Location>code7788 >text

cmu15545 Notes-Query Excution

Popularity:864 ℃/2024-11-18 12:24:24

catalogs
  • implementation model
    • Iterator Model
    • Materialization Model
    • Vectoriazation Model
    • comparison
  • Data access methods
    • Sequential Scan
    • Index Scan
    • Multi-Index Scan
  • Halloween Problem
  • Expression evaluation

implementation model

The Processing Model defines how a database system executes a query plan.

Iterator Model

Basic idea: use a tree structure to organize operators, and then traverse the execution of the entire tree in the middle order, the final output of the root node is the result of the entire query plan.
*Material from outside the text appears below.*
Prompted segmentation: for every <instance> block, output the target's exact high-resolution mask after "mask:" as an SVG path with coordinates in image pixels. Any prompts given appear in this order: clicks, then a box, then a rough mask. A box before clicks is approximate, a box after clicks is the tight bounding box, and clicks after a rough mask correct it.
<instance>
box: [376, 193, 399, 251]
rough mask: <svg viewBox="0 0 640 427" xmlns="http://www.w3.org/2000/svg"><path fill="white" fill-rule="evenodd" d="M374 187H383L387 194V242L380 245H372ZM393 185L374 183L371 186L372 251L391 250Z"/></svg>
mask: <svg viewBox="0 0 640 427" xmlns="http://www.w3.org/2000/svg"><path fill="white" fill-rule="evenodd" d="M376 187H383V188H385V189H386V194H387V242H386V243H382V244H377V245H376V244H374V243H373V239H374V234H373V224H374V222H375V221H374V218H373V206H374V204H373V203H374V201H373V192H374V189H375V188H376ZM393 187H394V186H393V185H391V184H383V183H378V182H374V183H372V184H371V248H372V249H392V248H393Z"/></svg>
Each Operator implements the following functions:

  • Next()
    • Return value: a tuple or EOF.
    • Execution process: a loop calls the child node'sNext()function.
  • Open()cap (a poem)Close(): Similar to constructors and destructors.

image-20241118105113714

The output converges from the bottom to the top (Bottom-To-Top) and supports streaming operations, so it is also called Valcano Model, Pipeline Model.

Materialization Model

Basic idea: instead of returning data one at a time, the operator stores all the data and returns it to the parent node at once.
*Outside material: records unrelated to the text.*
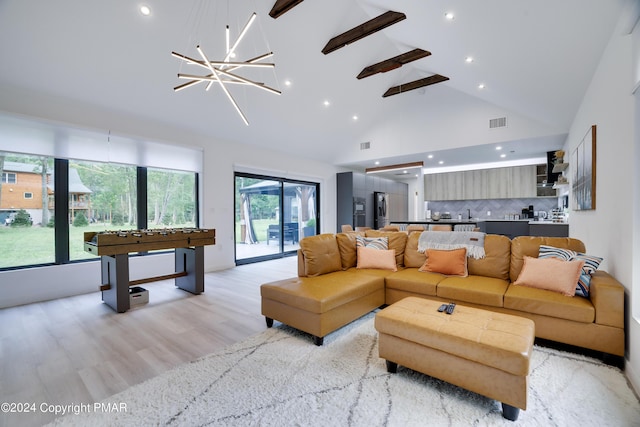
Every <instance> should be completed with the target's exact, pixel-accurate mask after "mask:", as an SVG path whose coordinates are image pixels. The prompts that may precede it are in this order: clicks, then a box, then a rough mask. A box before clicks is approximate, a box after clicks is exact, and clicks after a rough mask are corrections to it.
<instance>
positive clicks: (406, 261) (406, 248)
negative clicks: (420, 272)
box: [404, 232, 427, 268]
mask: <svg viewBox="0 0 640 427" xmlns="http://www.w3.org/2000/svg"><path fill="white" fill-rule="evenodd" d="M420 234H421V233H418V232H414V233H410V234H409V236H408V237H407V245H406V246H405V249H404V266H405V267H414V268H420V267H422V264H424V262H425V261H426V259H427V254H425V253H424V252H418V240H419V239H420Z"/></svg>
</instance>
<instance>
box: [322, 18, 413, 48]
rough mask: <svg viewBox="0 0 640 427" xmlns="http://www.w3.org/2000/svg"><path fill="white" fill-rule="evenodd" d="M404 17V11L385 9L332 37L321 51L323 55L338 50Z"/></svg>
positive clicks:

Compared to Iterator Model, it reduces the function call overhead, but the intermediate results may have to be stored temporarily on disk, and the IO overhead is large.

image-20241118105733041

It is possible to pass some hints down the line, such asLimit, to avoid scanning too much data.

More applicable to OLTP than OLAP.

Vectoriazation Model

Basic idea: the operator returns a batch of data.

Combines the advantages of Iterator Model and Materialization Model to reduce function calls without intermediate results being too large.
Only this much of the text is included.